The John Coolahan Award was created by SCoTENS to recognise outstanding educational research that brought together professionals from both Northern Ireland and the Republic of Ireland. It is presented annually to the authors of the Seed Funding Report which is recognised to be most in line with the values and ideals of SCoTENS.

Funded by SCoTENS, the RAP Project’s research explored Initial Teacher Education (ITE) Students’ use of ICT on the island of Ireland. It was conducted between 2018-2020 and comprised a comprehensive survey, lecture observations and a series of interviews that was carried out with a team including Dr. Pamela Cowan, Queen’s University Belfast (Lead Partner – North), Dr. Martin Brown, University College Dublin, and Miss Rachel Farrrell, University College Dublin.

Key findings from the research Readiness and Practice to Teach and Learn in a Digital World (RAP) suggest that;

  • While earlier research has traditionally suggested that non-STEM ITE tutors were less confident or knowledgeable about ICT than their STEM colleagues, this was not replicated in the pre-service teachers in this study.
  • There was more confidence in the suggestion that the length of the course had an impact on readiness to employ ICT, with the respondents on a four-year course more likely to have higher scores for innovativeness although, paradoxically, they also had higher discomfort levels. This might be explained as the combination of a willingness to use ICT, alongside a pragmatic evaluation of the challenges of ICT implementation in pedagogy in these students.
  • In schools with high levels of connectivity and ICT resources, the student teachers were keen to utilise all available opportunities to develop their pupils’ ICT skills in the classroom with the ongoing support of the teachers.

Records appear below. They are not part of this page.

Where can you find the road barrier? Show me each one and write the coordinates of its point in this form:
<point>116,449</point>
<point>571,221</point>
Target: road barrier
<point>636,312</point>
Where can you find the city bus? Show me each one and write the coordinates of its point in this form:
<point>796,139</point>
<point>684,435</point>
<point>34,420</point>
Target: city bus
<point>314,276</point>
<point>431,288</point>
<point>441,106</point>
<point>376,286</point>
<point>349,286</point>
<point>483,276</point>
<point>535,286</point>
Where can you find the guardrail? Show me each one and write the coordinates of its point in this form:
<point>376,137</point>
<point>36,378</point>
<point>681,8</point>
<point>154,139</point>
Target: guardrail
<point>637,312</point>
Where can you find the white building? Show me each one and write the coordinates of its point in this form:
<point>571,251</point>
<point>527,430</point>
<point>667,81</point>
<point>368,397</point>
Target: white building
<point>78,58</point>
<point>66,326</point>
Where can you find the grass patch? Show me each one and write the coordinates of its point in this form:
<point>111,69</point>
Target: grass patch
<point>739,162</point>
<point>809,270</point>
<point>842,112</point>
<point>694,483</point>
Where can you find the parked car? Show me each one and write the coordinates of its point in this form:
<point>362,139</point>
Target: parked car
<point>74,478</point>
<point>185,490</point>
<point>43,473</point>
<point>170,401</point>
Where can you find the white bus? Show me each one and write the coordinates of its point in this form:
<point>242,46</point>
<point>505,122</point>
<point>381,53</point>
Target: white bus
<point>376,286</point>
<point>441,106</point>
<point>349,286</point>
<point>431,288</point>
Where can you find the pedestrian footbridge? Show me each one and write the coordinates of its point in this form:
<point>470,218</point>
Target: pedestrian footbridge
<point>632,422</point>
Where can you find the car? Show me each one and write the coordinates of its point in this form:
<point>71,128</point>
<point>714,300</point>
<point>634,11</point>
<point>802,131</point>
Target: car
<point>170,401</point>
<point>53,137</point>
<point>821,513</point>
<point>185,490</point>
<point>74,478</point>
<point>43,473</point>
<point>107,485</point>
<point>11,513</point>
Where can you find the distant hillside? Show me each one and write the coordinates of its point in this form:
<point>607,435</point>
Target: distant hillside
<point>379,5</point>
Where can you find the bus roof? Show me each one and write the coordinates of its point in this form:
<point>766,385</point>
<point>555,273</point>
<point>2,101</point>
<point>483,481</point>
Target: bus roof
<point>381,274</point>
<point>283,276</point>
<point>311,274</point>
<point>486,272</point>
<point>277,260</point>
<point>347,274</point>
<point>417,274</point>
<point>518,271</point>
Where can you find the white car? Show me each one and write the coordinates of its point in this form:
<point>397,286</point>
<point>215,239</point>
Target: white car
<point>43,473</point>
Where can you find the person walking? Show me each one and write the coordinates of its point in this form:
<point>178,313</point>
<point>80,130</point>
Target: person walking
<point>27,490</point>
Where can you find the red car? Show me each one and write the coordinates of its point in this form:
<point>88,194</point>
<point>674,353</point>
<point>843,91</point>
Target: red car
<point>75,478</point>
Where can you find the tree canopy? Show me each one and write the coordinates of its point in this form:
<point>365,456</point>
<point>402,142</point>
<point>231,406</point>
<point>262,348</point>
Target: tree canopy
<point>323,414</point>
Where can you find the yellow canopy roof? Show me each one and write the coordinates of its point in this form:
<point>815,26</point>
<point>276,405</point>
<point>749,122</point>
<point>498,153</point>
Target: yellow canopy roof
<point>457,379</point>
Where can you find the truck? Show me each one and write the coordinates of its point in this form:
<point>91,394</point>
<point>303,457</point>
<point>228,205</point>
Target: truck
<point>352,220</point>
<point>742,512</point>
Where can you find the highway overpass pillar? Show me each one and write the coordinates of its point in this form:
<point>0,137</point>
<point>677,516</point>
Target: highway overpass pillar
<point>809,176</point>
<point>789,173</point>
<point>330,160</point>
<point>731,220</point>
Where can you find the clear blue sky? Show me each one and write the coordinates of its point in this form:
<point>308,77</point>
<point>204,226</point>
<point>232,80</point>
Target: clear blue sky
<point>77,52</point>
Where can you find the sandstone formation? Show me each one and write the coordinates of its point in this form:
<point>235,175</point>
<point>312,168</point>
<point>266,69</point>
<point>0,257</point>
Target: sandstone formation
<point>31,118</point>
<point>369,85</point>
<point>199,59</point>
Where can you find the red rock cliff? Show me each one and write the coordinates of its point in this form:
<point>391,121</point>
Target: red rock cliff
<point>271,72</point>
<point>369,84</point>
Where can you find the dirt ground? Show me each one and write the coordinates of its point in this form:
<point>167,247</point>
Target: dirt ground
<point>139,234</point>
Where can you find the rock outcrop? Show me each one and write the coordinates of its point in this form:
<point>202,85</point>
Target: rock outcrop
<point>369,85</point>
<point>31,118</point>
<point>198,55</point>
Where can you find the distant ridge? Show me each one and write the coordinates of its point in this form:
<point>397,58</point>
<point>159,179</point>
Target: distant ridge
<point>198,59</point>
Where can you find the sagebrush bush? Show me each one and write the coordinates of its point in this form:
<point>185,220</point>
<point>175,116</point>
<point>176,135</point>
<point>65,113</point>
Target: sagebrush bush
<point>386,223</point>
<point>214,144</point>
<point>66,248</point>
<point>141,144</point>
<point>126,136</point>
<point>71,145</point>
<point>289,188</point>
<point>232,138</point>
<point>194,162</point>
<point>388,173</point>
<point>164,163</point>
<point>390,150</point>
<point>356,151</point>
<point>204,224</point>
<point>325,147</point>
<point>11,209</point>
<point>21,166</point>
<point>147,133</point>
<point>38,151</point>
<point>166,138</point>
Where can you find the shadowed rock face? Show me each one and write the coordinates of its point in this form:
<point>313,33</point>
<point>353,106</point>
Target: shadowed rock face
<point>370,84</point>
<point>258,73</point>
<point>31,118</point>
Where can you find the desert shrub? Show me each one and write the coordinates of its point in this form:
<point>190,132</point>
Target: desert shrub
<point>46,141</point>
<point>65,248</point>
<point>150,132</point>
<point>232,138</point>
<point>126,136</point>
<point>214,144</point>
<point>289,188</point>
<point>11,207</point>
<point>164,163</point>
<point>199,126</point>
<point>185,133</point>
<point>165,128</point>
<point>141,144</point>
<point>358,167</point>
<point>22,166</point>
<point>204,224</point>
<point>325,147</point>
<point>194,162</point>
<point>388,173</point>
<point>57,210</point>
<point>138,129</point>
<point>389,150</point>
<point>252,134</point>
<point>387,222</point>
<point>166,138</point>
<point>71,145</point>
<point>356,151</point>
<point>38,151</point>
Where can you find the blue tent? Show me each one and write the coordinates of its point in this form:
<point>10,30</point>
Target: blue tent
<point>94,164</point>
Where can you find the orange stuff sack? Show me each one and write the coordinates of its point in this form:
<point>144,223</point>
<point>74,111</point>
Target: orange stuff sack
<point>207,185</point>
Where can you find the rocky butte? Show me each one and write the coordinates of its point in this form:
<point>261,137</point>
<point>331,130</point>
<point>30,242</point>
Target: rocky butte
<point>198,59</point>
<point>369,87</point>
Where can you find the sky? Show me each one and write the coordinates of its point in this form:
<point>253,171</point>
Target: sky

However, many student teachers were faced with the ‘lottery’ of school placement and the resultant ‘challenge’ of having to make the best use of the limited facilities available to them in the school – both hardware and the lack of support afforded by formal mentors, perhaps in the role of Cooperating Teachers, and other teachers in the school.

SCoTENS is a network of colleges of education, university education departments, teaching councils, curriculum councils, education trade unions and education centres on the island of Ireland with a responsibility for and interest in teacher education.